Concatenate CNN AvgPool with Embedding layer

chrome · July 8, 2019, 6:29am

I have an embedding layer with each sentence having a length of 20 and the dimension as 16. I pass this through a 1D convolutional layer -> relu -> avgPool and the output dimension of avgPool is [128, 10, 10] where 128 is the batch size. Now I want to know how to concatenate this avgPool with the embedding with dimension [128, 20, 16] so that I can pass this to the next CNN layer. I have been stuck with the error invalid argument 0: Sizes of tensors must match except in dimension 0. Got 20 and 10 in dimension 1 at /pytorch/aten/src/TH/generic/THTensorMoreMath.cpp:1307.

self.c_1 = nn.Conv1d(in_channels=self.embedding_dim, out_channels=10, kernel_size=2,
                             padding=1)
self.relu_1 = nn.ReLU()
self.avg_pool_1 = nn.AvgPool1d(2)

ptrblck · July 8, 2019, 11:02am

As the error message states you cannot concatenate these tensors, as two dimensions have different sizes.
As far as I understand you would like to create something like a residual connection, where you pass the output of the embedding layer to this conv -> avg_pool block and try to concatenate it with the input.

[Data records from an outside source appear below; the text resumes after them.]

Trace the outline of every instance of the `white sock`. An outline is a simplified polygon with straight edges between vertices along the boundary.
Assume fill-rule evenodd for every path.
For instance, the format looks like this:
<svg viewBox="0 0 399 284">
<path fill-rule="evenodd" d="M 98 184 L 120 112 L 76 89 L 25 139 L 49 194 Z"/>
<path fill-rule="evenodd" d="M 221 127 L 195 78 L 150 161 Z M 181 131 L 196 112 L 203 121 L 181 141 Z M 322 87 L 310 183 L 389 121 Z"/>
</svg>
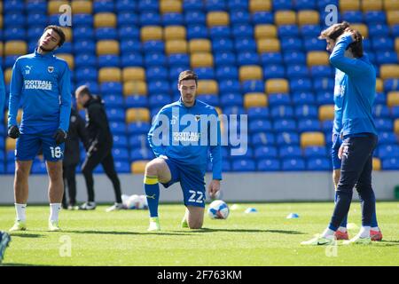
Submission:
<svg viewBox="0 0 399 284">
<path fill-rule="evenodd" d="M 322 233 L 322 237 L 323 238 L 327 238 L 327 239 L 331 239 L 332 237 L 334 236 L 335 232 L 331 230 L 330 228 L 326 228 L 325 230 L 325 232 L 323 232 Z"/>
<path fill-rule="evenodd" d="M 15 211 L 17 212 L 17 221 L 27 221 L 27 204 L 15 204 Z"/>
<path fill-rule="evenodd" d="M 376 231 L 376 232 L 379 232 L 379 227 L 372 227 L 372 231 Z"/>
<path fill-rule="evenodd" d="M 360 238 L 370 238 L 370 229 L 372 227 L 370 225 L 365 225 L 360 228 L 359 236 Z"/>
<path fill-rule="evenodd" d="M 61 203 L 50 203 L 50 221 L 59 221 L 59 212 L 61 209 Z"/>
</svg>

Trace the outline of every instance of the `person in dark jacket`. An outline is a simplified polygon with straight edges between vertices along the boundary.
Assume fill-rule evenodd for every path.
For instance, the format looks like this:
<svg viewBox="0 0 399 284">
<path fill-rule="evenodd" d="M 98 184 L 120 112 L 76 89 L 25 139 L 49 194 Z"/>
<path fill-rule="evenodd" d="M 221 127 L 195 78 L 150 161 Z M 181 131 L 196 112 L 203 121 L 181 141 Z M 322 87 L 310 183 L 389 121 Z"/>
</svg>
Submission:
<svg viewBox="0 0 399 284">
<path fill-rule="evenodd" d="M 64 209 L 74 209 L 76 207 L 76 166 L 79 164 L 81 156 L 79 150 L 79 139 L 83 143 L 86 151 L 89 149 L 89 136 L 85 128 L 84 120 L 78 112 L 72 108 L 69 118 L 68 137 L 65 142 L 64 161 L 62 162 L 64 178 L 64 197 L 62 207 Z M 68 186 L 69 202 L 66 201 L 66 185 Z"/>
<path fill-rule="evenodd" d="M 112 154 L 113 135 L 106 117 L 104 102 L 99 96 L 92 95 L 86 85 L 80 86 L 75 91 L 76 101 L 86 108 L 86 129 L 89 134 L 89 150 L 86 160 L 82 166 L 82 172 L 86 180 L 89 199 L 81 209 L 94 209 L 94 180 L 93 170 L 102 164 L 104 171 L 111 179 L 115 193 L 116 202 L 106 211 L 122 209 L 121 183 L 115 171 Z"/>
</svg>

If that’s the case and your embedding output has a shape of [128, 20, 16], the output shape of the conv-block will be torch.Size([128, 10, 8]):


x = torch.randn(128, 20, 16)
c_1 = nn.Conv1d(in_channels=20, out_channels=10, kernel_size=2,
                             padding=1)
avg_pool_1 = nn.AvgPool1d(2)
output = c_1(x)
output = avg_pool_1(output)

Could you explain your use case a bit, as I’m not sure how you would like to concatenate these tensors now?

chrome · July 9, 2019, 11:59am

My goal is to concatenate my sentence embedding with shape [128, 20, 16] with the output of the averagepool with shape [128, 10, 10] at position 2 which is 10 + 16. The output of this concatenation is given as input to the next Conv1d layer.

torch.cat((embed.view(-1, sent.shape[1], embed.shape[2]), avg_pool_level_1), 2)

where shape of embed is torch.Size([128, 20, 16]) and shape of avg_pool_1 is torch.Size([128, 10, 10])

ptrblck · July 9, 2019, 9:03pm

Concatenating these tensors won’t work unfortunately, as the sizes of two dimensions are different.
You could pad one dimension (e.g. dim1) and concatenate it in dim2.

chrome · July 16, 2019, 9:15am

Thanks @ptrblck. I wanted to know if there is a way I can concatenate the input word embedding with the output of CNN-POOL layer considering that the dimensions keep reducing depending on the size of the POOL layer. Any technique that can be followed for this?

ptrblck · July 16, 2019, 1:08pm

For a 1-dimensional signal, you could try to match the number of channels and concatenate in dim2.
To do this just set out_channels=20 in your conv layer.

chrome · July 17, 2019, 5:45am

Cool thanks! Also in pytorch how can we add the dimensions of a FC layer which comes after avgpool if I don’t know what the output dimension of avgpool will be? Like if the dimensions of avgpool is [128, 10, 57] and FC comes after this then initially I won’t be able to know the value 57 as the first dimension unless I execute the code once. Here 10 is the out_channel and 114 was the sequence length of each sentence which halved due to avgpool.

ptrblck · July 17, 2019, 10:12am

You could calculate the output shapes looking at the formulas in the docs.
If you don’t want to do that, you could just run a single iteration, add some print statements to show the output shapes, and change the number of input features accordingly.

However, if you are dealing with variable sized inputs, I would recommend to use an adaptive pooling layer, which will output a defined shape.

chrome · July 17, 2019, 10:22am

Yes I had so far used the single iteration and printing the shapes and modifying accordingly.